Soil microbes are involved in a wide variety of soil functions, including soil carbon and nitrogen cycling. Until recently, it was assumed that soil microbial community structure was unimportant for ecosystem functioning, partly because of the assumption that all microbes are everywhere and that their communities contain a high degree of functional redundancy. However, evidence is mounting that soil microbial community structure can influence ecosystem functioning. What remains uncertain is how important they are relative to other factors, such as climate, land use and management. We test their relative role in driving multiple ecosystem functions related to C and nutrient cycling in two studies. The first takes a broad scale approach and assesses the role of soil microbes across five land use types ranging from perennial cropping to grassland to forest. The second looks at the role of soil microbes in driving functions compared to plant species composition and nitrogen fertiliser addition at a single grassland site.
Results/Conclusions
Measures of soil microbial community structure (including microbial biomass, and metrics based on molecular analyses) were often correlated with ecosystem functions and these relationships were generally in the expected direction. Preliminary analysis indicated that the relative role of soil microbes in driving ecosystem functioning is context-dependent.
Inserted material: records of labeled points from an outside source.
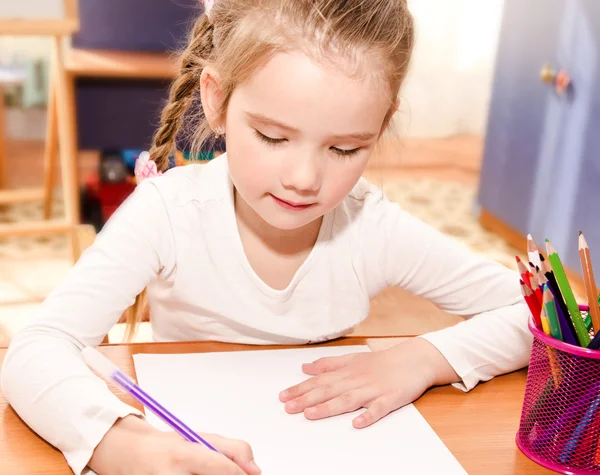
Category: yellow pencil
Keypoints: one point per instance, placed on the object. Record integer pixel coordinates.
(590, 283)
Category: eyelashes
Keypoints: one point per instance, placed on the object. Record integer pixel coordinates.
(275, 142)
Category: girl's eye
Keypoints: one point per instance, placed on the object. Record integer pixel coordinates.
(345, 153)
(268, 140)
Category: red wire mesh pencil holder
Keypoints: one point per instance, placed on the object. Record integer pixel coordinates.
(560, 419)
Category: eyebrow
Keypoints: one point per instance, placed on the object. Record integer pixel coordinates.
(264, 120)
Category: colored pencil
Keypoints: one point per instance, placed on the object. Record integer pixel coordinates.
(525, 275)
(563, 311)
(549, 273)
(554, 365)
(595, 343)
(550, 308)
(589, 281)
(537, 289)
(533, 251)
(545, 322)
(533, 304)
(563, 284)
(566, 326)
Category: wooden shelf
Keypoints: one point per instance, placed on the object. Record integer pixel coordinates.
(41, 27)
(120, 64)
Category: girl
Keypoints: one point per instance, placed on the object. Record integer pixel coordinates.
(279, 241)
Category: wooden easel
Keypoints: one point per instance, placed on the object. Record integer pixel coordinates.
(60, 131)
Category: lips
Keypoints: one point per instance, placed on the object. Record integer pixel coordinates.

In the first study across land use types, soil microbial community structure was the only variable that drove the response of soil respiration to drying, but it did not appear to play a strong role in determining functions under static conditions. In the second study at the single grassland site, the microbial community tended to have a stronger influence than nitrogen fertiliser addition, but a smaller impact than plant species composition. Overall, our results show that soil microbial community composition does play a role in driving soil functions, but that the relative importance of these effects vary with the type of function measured and context.